2.3 million people per year attend/are brought to emergency wards for serious injury from car accidents. 36,000 die in car accidents per year in the USA. That means about 200,000 people are being brought to emergency wards with serious injuries from car accidents per month. Canadian stats on this are better: about 2000 killed and 10,000 seriously injured (250,000 total injuries) in traffic accidents per year, with a solid downward trend over the past 20 years.
In China car accident fatalities are over 65,000 per year. As of this day Covid-19 has caused 3,261 deaths in China. Their peak in active cases was reached in mid February.
The news from Italy is especially depressing with close to 1000 people per million infected with COVID-19, a death rate currently at 9%, many health care workers infected, and with still at least two weeks to go on the uphill side of their trajectory.
Now for COVID- 19 in the USA: As of this date there are 27,630 active cases in the USA with 700 listed as serious or critical. These numbers will be on a steep uphill trajectory for the next 2 to 6 weeks before leveling off and then dropping, or on a lower but longer curve if containment measures are moderately successful.
The difference in perception, attention, and anxiety, I suppose, comes from the fact that COVID-19 is new and invisible, we are all tracking it, and we have no control over its behaviour, while we all imagine (the operative word here) that we have control over the damage that guns and vehicles might cost ourselves, and seasonal influenza and measles have been with us a long time.
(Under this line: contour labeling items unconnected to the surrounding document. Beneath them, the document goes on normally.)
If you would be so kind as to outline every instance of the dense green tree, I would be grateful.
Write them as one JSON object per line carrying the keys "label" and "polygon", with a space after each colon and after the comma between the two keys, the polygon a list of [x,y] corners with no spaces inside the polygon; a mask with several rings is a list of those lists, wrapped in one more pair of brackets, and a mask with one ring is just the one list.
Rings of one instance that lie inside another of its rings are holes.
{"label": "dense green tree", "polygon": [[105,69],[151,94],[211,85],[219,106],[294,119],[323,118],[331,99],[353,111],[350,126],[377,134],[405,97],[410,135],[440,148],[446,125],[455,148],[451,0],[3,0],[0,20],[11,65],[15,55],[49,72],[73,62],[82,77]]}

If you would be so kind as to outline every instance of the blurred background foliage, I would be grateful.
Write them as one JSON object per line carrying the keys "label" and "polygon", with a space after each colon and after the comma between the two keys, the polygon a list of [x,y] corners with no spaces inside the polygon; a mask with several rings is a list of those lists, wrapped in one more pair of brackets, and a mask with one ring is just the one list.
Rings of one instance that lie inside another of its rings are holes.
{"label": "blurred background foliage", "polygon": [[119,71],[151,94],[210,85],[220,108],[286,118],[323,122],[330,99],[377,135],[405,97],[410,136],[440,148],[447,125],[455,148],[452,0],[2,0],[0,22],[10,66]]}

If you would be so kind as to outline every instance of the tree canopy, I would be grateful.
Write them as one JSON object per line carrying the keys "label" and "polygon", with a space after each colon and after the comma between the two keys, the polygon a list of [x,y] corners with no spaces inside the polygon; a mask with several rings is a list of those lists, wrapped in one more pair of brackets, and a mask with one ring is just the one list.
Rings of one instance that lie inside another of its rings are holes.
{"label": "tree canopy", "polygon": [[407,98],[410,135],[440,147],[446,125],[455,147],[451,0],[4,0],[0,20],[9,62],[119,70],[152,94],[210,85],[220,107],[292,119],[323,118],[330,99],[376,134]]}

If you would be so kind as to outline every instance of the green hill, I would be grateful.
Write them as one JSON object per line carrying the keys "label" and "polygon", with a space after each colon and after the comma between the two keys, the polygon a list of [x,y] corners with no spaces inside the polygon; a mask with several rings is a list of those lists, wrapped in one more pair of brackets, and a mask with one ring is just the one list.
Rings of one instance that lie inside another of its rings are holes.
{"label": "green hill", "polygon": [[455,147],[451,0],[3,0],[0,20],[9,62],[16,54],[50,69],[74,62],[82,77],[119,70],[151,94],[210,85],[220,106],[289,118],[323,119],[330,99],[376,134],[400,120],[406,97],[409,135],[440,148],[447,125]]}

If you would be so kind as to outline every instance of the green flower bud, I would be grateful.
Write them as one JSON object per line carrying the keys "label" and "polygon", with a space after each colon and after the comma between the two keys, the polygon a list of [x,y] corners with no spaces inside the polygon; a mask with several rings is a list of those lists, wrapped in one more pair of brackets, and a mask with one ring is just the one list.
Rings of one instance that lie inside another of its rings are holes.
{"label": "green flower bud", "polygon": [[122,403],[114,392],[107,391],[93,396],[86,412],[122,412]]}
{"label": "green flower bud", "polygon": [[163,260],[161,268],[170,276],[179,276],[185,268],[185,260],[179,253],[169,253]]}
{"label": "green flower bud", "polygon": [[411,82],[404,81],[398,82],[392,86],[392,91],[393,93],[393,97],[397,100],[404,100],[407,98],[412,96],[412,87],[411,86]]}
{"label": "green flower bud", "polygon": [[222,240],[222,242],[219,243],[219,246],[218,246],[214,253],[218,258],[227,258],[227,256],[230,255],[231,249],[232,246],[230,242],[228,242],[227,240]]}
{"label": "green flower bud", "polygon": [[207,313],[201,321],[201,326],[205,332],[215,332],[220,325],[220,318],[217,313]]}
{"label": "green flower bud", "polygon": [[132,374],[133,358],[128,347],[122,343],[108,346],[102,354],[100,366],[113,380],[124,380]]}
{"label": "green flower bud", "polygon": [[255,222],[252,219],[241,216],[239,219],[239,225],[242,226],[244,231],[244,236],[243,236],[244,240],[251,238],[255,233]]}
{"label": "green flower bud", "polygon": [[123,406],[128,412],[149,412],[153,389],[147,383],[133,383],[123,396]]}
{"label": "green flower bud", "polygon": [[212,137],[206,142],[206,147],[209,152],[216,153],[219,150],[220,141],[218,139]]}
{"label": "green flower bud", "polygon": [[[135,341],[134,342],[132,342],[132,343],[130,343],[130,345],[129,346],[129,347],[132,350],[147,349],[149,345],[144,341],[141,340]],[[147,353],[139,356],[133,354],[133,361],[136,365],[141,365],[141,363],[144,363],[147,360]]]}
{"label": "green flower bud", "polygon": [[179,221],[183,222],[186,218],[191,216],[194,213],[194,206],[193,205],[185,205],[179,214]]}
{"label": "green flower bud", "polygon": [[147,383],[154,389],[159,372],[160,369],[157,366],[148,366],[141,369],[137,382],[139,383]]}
The world death toll from Covid – 19 is still a long way off that of measles, while the other types of flu in Canada infect about 40,000 people per year with a death rate between 500 and 1500 per year. So far Covid-19 accounts for 1385 cases and 20 deaths in Canada.
Now, my optimistic silver linings:
1. The action taken to “flatten the curve” of covid-19 means dramatically less traffic on the roads and, presumably, fewer car accidents.
2. Self-isolating, social distancing and bar closures should decrease gun violence.
3. These in turn will free up the emergency and ICU resources needed to deal with Covid-19 in the US and Canada (apart from equipment shortages).
4. The lessons from Covid-19 may be learned, and in future the countries of the world, in concert, may be much better prepared for the next pandemic.
5. The USA may learn first hand the advantages of a universal health care system.
6. This may put a serious dent in the dangerous beliefs and rhetoric of the anti-vaxxers.
7. Which in turn may make it easier to turn back the resurgence of measles and polio and the continuing presence of many other infectious illnesses and their consequences.
8. We are are all getting lessons in biology, ecology, epidemiology, the smallness and fragility of our planet, and of our interdependence.
9. Perhaps we will learn to save during the good times in anticipation of some bad times to come.
10. Perhaps this event will change our perspectives and behaviours with respect to international relationships, our own needs and consumption, our use and abuse of the internet, how our well being and “economy” is measured……
10. Perhaps after defeating COVID-19 we can turn our attention seriously to global warming. Although we really should have done that when our economies were strong and before tanking and heading into a long recession, our RRSPs and RIFFs decimated, travel options suddenly limited, oil suddenly cheap, borders closed, jobs lost……
Nope, didn’t work, I’m still depressed. But at least our boxers are happy to have us home.